Douglas, a Limon native, left Costa Rica when he was 15 for a U.S. education. He at time seems more like a cheerleader for Limon than the communications go- to- guy for a multi-national corporation. “The basic conversations we are having with manufacturers and possible new investors is for them to do their final assembly of products here on the Eastern Coast of Costa Rica and re-distribute from here to North America, South America and even Europe.” “We cannot fail. Failure is not an option. We must attract investors”.

In early 2017 the terminal should be starting operations but the hiring process will start in 2015.
“We will need to hire the first 100 employees in 2015 to send them to one of our other international terminals to gain field experience. These fully paid people will be our managers and team leaders. Upon returning in 2016 we will hire an additional 300 people and they will form teams. We will be hiring these people from here in Limon”.
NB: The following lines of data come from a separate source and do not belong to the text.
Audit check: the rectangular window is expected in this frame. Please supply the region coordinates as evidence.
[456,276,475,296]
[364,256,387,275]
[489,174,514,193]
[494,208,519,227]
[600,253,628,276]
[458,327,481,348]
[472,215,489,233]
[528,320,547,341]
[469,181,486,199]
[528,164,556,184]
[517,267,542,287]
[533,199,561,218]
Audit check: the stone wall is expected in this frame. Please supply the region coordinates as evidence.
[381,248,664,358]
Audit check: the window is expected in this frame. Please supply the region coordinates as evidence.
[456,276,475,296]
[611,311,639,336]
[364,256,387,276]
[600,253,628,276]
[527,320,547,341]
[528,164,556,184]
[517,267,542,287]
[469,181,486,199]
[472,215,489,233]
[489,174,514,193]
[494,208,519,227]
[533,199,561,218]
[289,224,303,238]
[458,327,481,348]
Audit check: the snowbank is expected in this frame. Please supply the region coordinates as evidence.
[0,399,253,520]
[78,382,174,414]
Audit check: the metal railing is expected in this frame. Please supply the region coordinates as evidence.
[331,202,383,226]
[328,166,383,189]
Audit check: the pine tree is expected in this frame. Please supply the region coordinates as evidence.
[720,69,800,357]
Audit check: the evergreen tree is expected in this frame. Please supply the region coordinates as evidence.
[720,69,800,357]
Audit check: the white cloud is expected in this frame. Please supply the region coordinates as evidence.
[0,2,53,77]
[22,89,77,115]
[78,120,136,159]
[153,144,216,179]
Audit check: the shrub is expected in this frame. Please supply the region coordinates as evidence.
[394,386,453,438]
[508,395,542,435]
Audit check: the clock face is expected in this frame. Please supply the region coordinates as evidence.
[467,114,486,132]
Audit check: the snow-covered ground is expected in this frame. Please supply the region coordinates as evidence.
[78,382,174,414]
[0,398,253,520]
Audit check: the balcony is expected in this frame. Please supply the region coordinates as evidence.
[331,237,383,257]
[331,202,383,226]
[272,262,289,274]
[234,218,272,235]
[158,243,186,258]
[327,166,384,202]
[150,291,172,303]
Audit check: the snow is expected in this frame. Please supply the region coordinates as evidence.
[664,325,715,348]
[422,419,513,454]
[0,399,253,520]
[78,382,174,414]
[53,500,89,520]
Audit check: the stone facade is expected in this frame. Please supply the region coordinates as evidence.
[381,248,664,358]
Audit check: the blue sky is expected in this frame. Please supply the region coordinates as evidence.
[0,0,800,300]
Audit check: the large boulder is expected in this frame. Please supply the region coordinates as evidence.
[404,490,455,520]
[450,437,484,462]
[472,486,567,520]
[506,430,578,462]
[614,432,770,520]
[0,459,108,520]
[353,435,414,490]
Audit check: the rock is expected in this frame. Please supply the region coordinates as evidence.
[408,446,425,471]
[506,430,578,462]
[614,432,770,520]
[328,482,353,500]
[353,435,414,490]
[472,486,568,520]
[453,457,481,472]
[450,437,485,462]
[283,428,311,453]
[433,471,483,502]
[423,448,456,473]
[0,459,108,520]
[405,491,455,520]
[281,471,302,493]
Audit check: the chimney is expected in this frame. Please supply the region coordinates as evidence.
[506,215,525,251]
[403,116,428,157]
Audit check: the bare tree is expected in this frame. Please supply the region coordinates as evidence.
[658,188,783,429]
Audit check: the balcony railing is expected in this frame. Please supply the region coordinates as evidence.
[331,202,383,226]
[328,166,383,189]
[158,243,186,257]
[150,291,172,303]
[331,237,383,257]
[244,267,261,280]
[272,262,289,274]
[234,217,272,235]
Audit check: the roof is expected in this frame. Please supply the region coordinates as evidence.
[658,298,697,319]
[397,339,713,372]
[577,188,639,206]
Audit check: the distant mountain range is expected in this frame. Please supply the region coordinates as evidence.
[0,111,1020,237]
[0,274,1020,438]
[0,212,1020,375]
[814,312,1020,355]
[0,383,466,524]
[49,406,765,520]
APM is 1st multi-national corporation to open in Limon in 100 years. In 2-3 years APM will close the San Jose office and the Headquarters will be located on the terminal.

APM will eventually have 1000 people on payroll.
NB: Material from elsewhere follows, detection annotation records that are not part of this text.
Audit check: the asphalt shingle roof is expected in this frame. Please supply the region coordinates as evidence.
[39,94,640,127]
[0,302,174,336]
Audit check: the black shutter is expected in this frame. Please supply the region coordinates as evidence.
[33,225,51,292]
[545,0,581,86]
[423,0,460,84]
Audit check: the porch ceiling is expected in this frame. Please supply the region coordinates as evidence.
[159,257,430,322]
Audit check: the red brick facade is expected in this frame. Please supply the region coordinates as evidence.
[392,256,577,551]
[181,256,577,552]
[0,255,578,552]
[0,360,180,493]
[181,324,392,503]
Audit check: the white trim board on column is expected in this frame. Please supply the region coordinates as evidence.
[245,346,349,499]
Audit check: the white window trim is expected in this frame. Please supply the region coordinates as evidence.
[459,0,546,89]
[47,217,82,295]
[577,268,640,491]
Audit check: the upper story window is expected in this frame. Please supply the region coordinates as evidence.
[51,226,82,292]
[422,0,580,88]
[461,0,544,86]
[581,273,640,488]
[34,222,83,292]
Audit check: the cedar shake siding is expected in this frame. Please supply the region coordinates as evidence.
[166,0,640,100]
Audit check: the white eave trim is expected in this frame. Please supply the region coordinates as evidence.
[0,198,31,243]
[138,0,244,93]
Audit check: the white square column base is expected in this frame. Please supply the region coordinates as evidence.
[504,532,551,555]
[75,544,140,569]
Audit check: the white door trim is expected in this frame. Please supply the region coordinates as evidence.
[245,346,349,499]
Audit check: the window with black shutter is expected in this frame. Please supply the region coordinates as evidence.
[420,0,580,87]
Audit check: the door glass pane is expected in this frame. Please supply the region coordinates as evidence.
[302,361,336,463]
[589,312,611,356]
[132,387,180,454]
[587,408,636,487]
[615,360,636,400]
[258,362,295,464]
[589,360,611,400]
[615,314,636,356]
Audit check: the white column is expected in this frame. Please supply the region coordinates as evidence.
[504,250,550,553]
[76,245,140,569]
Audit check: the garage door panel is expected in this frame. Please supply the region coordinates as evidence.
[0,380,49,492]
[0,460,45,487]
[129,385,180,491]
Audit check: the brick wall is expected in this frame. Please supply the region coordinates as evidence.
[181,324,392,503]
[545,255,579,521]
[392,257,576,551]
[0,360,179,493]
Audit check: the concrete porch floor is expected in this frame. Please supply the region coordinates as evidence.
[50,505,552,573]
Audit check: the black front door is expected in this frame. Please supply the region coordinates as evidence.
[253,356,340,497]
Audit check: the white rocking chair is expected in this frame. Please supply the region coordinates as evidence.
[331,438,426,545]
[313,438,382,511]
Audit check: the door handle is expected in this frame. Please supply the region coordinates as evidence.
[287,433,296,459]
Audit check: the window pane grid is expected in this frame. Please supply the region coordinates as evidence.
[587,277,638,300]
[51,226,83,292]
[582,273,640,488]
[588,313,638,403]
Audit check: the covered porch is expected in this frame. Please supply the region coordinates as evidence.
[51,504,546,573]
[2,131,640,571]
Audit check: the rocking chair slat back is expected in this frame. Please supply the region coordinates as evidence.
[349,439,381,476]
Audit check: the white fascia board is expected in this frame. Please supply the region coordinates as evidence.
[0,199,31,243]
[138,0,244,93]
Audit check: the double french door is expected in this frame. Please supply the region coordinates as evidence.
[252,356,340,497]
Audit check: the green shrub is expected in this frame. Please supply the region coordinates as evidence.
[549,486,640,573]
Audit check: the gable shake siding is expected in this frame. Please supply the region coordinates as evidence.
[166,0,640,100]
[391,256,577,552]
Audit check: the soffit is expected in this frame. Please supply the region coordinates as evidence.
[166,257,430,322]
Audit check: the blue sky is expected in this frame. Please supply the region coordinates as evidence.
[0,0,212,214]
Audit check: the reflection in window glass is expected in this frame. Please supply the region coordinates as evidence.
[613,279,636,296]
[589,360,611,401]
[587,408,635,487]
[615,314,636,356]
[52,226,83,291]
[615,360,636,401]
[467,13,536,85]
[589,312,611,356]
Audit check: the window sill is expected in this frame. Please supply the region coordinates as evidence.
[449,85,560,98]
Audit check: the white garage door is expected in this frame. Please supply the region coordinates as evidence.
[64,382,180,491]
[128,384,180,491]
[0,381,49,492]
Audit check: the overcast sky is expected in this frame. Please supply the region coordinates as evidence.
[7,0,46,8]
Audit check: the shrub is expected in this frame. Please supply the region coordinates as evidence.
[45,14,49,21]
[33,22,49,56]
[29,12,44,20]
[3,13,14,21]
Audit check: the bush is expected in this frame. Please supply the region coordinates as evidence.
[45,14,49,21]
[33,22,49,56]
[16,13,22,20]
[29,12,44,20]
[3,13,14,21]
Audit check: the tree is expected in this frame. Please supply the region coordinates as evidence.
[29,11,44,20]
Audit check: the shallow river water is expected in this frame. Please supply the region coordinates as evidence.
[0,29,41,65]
opposition to Moin terminal

Facts about the new billion dollar container facility in Moin

80% of Costa Rica’s imports and exports currently flow through the two existing ports in Limon.

The entire terminal will be built using rocks and material 500 meters off of the coastline. The only soil the structure will touch will be at the end of the 4 lane access road.
The facility will be 5 meters above the surface of the water.

The plan does not involve removing or refurbishing the existing container terminal. It will be the same as it is today.

The new facility will be a “modern” facility with cranes for loading and unloading. The existing terminal does not have cranes to move containers on and off the ships. The first generation banana ships do have their own cranes but second, third and fourth generation ships do not. This limits the amount and types of transport that can filter through the port. The Limon terminal has 2 cranes but one has been non-functioning for two years.

The existing ocean floor depth is 11 meters deep and it will need to be 18 meters deep for the container ships. They will dredge the 10 million cubic meters of silt and place it 3 miles away farther into the ocean.

From apmterminals.com – APM Terminals offers an integrated global network of ports, terminals and inland services. This network has 53 ports in 32 countries, 121 inland facilities in 48 countries, with a total of 22,000 employees in 62 countries.

Moin Limon Costa RicaOur post from before the project got the green light is http://kimberlybeck.net/port-of-moin/

 

2 comments on “Moin Port in Limon Costa Rica and the new APM Container Facility”

  1. Art Sulenski Reply

    It is a shame that the contract for something this important has to be let to a non-country company. Doesn’t Costa Rica have any companies that can do this kind of project without it failing in a few years???? Between the dishonest politicians and cheating contractors very few things gets properly constructed. Why has that crane been allowed to set for two years and not be repaired, surely it would have helped cut costs of loading and unloading of containers or was it allowed to sit so loading and unloading problems could be used to push for the new port? I wonder to just why the silt from the channel could be used to reclaim some of the land from where it came?

  2. Marlene Paul & Caryn Schmitt Reply

    Always love your reports!! Keep up the brilliant work and photography!!